I would rather be ashes than dust!
I would rather that my spark should burn out
in a brilliant blaze than it should be stifled by dry-rot.
I would rather be a superb meteor, every atom
of me in magnificent glow, than a sleepy and permanent planet.
The function of man is to live, not to exist.
I shall not waste my days trying to prolong them.
I shall use my time.
Note: This is an old post whose content was created for fun, with little to no proof-reading or editing. Please read this post keeping that in mind.
Lately, my ability to squeeze enough satisfaction out of my weekend warrior-ing to keep me content has been waning. Like Jack London, I want to live, though currently I feel as though I am simply existing. Existing between one work day and another, trying to wring out as much pleasure as I can from my brief trips to the mountains as possible.

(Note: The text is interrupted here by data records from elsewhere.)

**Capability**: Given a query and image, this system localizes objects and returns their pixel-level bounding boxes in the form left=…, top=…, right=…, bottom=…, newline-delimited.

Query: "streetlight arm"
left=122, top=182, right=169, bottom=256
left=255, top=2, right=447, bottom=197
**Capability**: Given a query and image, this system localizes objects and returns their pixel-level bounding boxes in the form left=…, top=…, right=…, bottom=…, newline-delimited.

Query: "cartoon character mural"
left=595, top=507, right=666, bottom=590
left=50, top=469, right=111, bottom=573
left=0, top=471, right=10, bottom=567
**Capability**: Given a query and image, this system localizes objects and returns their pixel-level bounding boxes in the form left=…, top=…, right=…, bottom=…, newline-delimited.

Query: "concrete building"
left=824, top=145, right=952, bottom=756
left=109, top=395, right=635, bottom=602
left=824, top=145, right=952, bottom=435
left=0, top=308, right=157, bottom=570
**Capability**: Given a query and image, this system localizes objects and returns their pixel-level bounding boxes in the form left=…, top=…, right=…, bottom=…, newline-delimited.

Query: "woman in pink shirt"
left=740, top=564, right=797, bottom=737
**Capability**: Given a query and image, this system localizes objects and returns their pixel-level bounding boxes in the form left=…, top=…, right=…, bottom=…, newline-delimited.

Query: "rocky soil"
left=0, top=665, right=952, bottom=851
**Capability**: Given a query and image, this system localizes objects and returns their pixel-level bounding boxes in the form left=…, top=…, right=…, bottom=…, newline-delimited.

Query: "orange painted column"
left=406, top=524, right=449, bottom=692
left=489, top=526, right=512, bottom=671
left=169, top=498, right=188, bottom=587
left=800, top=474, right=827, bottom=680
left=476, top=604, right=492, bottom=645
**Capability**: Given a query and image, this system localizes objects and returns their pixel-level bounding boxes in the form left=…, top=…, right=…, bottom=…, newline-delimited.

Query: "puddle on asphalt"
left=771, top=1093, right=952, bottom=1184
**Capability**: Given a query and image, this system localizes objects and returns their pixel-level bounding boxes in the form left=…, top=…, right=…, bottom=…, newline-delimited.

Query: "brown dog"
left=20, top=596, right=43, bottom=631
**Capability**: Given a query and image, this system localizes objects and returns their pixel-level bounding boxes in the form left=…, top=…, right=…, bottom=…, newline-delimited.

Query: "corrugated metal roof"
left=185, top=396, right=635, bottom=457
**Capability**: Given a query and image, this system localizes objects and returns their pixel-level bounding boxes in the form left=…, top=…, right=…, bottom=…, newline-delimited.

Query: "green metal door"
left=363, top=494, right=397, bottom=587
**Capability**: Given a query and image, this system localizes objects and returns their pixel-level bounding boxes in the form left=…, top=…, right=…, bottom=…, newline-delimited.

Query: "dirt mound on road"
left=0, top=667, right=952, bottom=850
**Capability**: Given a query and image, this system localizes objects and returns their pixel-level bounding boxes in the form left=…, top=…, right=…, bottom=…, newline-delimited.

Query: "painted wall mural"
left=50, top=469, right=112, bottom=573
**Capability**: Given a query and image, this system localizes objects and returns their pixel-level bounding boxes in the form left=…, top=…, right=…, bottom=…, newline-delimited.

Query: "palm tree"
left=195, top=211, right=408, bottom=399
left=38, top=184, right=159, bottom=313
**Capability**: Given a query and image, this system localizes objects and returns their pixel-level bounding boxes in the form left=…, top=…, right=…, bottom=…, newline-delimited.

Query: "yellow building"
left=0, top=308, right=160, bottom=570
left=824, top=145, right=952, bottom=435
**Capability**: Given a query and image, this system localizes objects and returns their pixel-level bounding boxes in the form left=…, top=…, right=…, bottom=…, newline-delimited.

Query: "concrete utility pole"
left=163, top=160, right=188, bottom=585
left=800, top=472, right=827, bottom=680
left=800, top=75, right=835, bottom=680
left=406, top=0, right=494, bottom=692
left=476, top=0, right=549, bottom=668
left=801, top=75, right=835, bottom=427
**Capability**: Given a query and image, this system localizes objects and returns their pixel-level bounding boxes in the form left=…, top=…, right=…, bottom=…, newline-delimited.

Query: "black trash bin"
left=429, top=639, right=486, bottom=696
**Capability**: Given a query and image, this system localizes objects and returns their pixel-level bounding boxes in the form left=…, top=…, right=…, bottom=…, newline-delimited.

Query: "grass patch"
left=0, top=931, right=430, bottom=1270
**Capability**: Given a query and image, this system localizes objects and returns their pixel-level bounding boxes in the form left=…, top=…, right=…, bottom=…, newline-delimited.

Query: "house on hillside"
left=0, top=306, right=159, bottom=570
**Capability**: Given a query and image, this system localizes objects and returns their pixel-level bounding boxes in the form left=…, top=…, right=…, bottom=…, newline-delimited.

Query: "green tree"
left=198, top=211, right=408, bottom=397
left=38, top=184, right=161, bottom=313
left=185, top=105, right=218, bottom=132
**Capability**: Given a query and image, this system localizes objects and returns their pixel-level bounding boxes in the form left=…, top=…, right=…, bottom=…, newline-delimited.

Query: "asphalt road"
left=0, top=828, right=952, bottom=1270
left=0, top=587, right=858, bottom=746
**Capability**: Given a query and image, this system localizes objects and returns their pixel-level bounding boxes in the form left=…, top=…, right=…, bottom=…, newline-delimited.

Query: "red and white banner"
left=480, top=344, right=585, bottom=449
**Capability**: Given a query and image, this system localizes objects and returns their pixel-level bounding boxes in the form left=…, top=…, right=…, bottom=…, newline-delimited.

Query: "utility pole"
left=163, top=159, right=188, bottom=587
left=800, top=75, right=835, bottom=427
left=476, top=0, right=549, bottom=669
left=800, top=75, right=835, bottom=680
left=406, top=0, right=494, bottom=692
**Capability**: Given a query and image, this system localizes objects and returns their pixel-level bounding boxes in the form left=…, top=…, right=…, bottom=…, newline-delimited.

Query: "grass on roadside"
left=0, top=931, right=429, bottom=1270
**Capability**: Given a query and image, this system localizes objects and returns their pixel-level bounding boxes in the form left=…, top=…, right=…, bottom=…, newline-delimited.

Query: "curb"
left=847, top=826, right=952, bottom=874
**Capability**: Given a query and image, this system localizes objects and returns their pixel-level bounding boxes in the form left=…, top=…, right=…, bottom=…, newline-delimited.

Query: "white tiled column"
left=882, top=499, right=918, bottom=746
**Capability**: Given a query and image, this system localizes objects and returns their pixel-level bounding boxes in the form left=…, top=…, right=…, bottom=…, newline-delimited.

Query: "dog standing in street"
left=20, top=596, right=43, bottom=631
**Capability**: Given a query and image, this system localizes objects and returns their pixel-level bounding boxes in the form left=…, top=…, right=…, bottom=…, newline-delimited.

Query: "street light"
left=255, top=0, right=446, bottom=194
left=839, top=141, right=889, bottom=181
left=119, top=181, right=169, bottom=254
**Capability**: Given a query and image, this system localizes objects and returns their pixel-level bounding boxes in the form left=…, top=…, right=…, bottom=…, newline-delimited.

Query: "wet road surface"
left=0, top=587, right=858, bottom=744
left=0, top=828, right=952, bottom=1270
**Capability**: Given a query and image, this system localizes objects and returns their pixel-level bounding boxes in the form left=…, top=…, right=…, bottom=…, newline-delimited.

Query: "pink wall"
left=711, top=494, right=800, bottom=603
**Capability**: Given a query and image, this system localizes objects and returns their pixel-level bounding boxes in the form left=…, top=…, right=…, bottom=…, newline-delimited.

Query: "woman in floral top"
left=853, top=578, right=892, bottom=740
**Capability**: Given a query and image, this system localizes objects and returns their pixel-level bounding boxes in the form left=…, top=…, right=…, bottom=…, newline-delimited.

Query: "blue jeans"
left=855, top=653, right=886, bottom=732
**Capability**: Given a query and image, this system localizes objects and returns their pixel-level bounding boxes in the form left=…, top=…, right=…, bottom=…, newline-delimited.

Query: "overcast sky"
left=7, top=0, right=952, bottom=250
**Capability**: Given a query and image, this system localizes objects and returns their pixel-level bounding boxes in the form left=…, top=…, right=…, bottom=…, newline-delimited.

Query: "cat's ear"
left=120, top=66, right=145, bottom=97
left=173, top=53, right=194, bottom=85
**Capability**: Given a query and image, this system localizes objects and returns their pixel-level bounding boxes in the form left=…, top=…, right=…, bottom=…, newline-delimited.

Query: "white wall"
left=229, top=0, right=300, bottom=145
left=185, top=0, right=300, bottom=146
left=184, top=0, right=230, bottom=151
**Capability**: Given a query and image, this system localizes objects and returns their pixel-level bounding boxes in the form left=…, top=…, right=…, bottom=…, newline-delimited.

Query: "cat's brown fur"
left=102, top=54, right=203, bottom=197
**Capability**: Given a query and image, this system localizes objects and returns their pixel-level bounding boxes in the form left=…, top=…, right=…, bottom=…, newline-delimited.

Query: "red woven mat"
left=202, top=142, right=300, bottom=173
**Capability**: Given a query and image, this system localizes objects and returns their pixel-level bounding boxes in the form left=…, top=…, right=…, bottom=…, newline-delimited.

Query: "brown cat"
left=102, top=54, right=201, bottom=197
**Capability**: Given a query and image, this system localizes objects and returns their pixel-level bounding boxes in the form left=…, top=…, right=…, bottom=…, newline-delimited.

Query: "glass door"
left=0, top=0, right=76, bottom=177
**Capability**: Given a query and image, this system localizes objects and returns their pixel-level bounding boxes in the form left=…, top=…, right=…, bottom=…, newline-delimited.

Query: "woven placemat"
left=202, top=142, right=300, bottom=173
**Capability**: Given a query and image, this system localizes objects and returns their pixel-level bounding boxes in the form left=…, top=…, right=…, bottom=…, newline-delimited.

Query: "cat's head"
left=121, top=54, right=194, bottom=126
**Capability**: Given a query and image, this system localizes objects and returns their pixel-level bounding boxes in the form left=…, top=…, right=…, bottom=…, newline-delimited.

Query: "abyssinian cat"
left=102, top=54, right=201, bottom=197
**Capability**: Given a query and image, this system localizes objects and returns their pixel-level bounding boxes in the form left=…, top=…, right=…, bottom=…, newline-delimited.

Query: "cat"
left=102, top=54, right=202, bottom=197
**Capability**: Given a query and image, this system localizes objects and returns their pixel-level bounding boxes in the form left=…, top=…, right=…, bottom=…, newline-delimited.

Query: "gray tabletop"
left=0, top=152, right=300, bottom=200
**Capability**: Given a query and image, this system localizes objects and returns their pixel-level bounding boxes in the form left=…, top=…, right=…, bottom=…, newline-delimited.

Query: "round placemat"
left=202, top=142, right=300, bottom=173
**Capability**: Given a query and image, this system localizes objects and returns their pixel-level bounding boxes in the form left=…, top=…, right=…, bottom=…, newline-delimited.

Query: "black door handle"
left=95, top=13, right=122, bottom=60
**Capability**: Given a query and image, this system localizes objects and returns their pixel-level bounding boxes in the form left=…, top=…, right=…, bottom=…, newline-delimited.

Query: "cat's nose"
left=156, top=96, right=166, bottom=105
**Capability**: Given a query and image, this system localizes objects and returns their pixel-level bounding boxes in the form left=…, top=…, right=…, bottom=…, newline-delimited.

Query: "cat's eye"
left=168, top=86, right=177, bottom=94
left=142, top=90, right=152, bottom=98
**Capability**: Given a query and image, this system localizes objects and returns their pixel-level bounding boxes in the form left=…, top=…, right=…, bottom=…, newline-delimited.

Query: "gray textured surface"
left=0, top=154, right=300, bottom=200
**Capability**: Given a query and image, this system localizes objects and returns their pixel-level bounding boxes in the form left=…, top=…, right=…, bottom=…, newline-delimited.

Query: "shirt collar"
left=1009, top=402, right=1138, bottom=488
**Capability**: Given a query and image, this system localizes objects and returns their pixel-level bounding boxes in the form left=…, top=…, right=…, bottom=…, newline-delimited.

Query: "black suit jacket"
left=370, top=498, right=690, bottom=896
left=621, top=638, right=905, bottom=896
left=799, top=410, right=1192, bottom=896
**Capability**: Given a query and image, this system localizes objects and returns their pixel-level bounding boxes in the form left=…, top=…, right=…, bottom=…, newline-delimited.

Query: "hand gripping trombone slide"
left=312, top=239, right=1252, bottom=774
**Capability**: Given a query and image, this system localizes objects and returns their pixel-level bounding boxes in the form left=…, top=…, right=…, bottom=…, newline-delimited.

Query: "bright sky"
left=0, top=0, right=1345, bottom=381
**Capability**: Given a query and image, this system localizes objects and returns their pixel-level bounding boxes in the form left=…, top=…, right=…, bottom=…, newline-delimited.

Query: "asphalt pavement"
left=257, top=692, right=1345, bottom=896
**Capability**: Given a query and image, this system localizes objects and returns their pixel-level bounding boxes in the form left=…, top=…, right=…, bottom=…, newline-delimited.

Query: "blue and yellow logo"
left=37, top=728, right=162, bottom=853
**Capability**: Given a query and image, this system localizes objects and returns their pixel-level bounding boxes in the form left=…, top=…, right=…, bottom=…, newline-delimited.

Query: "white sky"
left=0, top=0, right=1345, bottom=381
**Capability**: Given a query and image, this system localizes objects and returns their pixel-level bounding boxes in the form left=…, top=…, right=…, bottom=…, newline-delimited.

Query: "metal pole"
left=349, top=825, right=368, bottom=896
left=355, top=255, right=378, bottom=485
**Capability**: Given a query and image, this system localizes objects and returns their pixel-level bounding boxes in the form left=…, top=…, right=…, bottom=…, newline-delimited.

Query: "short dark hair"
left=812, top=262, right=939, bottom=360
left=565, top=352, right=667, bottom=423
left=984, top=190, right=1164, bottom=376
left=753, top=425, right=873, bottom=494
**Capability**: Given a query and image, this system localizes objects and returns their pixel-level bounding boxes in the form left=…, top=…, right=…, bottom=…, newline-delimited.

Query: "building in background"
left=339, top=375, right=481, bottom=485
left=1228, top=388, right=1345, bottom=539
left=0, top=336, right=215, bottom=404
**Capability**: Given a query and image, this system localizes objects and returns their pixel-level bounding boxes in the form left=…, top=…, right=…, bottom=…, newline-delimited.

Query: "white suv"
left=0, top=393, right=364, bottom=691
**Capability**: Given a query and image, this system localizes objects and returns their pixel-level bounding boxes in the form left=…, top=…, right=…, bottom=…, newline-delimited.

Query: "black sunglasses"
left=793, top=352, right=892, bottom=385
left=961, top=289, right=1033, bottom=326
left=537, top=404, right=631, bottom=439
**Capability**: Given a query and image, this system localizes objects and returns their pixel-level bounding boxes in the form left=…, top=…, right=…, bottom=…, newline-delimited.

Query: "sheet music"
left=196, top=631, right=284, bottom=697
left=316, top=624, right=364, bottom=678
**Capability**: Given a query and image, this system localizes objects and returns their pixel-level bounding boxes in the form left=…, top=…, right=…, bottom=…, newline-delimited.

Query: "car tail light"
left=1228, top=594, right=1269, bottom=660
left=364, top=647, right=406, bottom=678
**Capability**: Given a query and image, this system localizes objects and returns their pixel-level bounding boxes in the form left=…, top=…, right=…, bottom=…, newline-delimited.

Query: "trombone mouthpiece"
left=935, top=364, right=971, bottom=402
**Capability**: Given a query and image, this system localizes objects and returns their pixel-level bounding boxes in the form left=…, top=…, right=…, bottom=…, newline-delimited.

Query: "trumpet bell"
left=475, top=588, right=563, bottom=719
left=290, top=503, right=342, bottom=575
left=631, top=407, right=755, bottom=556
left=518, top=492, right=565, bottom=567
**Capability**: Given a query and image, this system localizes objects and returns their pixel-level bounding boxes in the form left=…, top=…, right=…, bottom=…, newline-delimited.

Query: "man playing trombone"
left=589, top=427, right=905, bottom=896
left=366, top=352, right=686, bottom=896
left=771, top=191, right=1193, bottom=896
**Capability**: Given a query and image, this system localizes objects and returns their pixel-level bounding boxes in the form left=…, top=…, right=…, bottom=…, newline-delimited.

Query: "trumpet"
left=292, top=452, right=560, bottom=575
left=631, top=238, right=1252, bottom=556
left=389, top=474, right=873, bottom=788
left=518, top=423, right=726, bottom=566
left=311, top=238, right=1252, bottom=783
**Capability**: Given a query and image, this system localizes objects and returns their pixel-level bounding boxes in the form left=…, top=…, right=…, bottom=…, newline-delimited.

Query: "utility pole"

Perhaps this sounds over-dramatic, but I didn’t always feel like this. In fact my first month here all I wanted to do was stay in the city and explore my surroundings. However, those were some strange times while I was battling changes in life that demanded my mental attention. I also was living in Bishop, CA where I was surrounded by endless outdoor recreation possibilities. Now that life has calmed down a little bit and my scenery has changed, the climbing spark has been reignited. I can trace this back, actually, to a series of weekends I spent sport climbing in the Trinity Aretes.